We watched the world go global and we went global with it. We bought the first PCs with “floppy discs”: the Commodore 64, the Tandy and the TRS-80. We played the first video games with “Pong” and “ Pac-Man.” We bought the first mobile phones and referred to them as “ bag phones” because they looked like luggage. We created a connected world with e-mail and the World Wide Web. We flew on the first jet airliners and visited places we never expected to see. We watched the world shrink until we could be anywhere on the globe in twenty-four hours.

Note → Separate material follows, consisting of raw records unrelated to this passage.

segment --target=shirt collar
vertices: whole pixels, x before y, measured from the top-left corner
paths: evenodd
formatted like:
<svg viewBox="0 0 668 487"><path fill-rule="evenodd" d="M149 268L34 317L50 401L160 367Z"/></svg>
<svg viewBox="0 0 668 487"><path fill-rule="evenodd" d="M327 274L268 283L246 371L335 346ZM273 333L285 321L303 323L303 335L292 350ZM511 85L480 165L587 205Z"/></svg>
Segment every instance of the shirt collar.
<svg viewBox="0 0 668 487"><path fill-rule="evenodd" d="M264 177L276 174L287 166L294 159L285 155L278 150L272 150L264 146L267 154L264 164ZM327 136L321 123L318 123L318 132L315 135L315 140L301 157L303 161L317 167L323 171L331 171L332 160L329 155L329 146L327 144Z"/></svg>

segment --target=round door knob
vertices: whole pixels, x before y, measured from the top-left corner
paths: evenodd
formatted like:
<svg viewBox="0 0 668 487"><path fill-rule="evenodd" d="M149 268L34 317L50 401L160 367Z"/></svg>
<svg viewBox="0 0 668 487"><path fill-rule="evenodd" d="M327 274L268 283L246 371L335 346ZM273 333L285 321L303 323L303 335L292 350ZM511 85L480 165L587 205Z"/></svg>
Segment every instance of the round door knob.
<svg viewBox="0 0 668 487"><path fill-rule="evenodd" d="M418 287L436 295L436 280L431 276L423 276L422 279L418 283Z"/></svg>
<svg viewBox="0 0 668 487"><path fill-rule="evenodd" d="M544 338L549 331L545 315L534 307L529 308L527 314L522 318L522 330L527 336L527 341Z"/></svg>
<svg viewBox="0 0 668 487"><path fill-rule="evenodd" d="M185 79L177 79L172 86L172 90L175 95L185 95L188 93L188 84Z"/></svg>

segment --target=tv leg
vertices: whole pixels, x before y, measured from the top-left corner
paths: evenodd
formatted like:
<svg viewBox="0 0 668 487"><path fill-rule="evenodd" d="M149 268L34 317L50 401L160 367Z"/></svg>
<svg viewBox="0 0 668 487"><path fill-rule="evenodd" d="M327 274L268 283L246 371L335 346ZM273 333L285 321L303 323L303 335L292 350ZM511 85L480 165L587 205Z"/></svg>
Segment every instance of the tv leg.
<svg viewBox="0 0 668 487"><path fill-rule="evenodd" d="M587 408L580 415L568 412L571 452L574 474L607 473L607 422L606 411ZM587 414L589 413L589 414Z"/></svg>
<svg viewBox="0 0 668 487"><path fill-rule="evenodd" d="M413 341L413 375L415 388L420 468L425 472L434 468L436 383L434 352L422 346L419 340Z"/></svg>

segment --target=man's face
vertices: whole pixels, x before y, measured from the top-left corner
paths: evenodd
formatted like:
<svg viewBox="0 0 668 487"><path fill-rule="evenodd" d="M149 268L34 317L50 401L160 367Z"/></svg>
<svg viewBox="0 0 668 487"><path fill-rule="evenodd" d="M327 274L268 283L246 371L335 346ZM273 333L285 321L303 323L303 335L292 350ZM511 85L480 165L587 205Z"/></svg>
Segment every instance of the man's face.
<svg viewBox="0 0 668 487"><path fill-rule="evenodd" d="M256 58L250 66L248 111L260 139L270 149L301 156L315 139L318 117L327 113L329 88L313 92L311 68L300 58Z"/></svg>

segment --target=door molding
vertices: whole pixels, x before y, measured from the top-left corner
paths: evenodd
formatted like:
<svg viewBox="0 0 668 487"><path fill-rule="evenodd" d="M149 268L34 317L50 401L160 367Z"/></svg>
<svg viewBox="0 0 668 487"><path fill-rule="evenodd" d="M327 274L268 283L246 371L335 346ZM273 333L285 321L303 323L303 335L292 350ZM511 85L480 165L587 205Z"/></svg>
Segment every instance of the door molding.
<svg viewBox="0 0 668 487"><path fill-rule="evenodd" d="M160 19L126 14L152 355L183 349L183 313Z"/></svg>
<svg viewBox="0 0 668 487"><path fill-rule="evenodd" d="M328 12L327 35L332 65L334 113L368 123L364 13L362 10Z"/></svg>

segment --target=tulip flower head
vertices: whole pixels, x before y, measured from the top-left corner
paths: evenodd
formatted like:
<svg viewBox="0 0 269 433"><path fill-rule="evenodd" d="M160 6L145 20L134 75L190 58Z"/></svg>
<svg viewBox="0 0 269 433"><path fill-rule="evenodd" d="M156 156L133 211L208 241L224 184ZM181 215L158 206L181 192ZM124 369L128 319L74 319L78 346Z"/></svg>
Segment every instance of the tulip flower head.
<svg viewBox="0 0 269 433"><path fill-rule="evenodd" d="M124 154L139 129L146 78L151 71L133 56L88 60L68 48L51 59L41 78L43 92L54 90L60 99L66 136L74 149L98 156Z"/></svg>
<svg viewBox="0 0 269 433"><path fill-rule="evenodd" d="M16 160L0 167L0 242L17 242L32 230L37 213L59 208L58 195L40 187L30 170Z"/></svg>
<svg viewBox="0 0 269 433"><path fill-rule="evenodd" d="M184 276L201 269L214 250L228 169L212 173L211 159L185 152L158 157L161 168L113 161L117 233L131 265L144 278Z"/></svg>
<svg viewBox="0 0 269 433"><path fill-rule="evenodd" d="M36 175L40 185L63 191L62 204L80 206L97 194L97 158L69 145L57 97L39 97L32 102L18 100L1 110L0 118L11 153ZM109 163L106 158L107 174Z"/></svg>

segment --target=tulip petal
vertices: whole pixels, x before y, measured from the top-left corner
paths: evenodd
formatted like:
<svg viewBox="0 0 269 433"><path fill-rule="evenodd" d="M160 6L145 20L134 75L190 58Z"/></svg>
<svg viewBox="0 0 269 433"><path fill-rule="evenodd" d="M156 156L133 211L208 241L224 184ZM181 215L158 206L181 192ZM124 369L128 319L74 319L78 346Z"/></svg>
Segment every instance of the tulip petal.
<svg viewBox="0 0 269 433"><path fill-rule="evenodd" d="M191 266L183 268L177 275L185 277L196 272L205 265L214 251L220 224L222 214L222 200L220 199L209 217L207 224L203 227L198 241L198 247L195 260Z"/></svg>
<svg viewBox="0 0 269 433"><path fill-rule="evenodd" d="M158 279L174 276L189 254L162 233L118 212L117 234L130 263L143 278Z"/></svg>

We married, had children, raised families, and now many of us have grandchildren. We made mistakes, did some things we regret. At times we wish we had done better. But, forty-five years after graduation, we feel blessed. We have, most of us, discovered a deeper understanding of faith that only comes after decades of laughter and sorrow, success and failure. Many of us can now say, as King David said many centuries ago, “I once was young and now am old, but I have not seen the righteous forsaken nor his seed begging bread.” We know the world is a dangerous place. It has been dangerous throughout our lifetime. But we have also discovered that God can be trusted and that His promise is true: “I will never leave you nor forsake you.”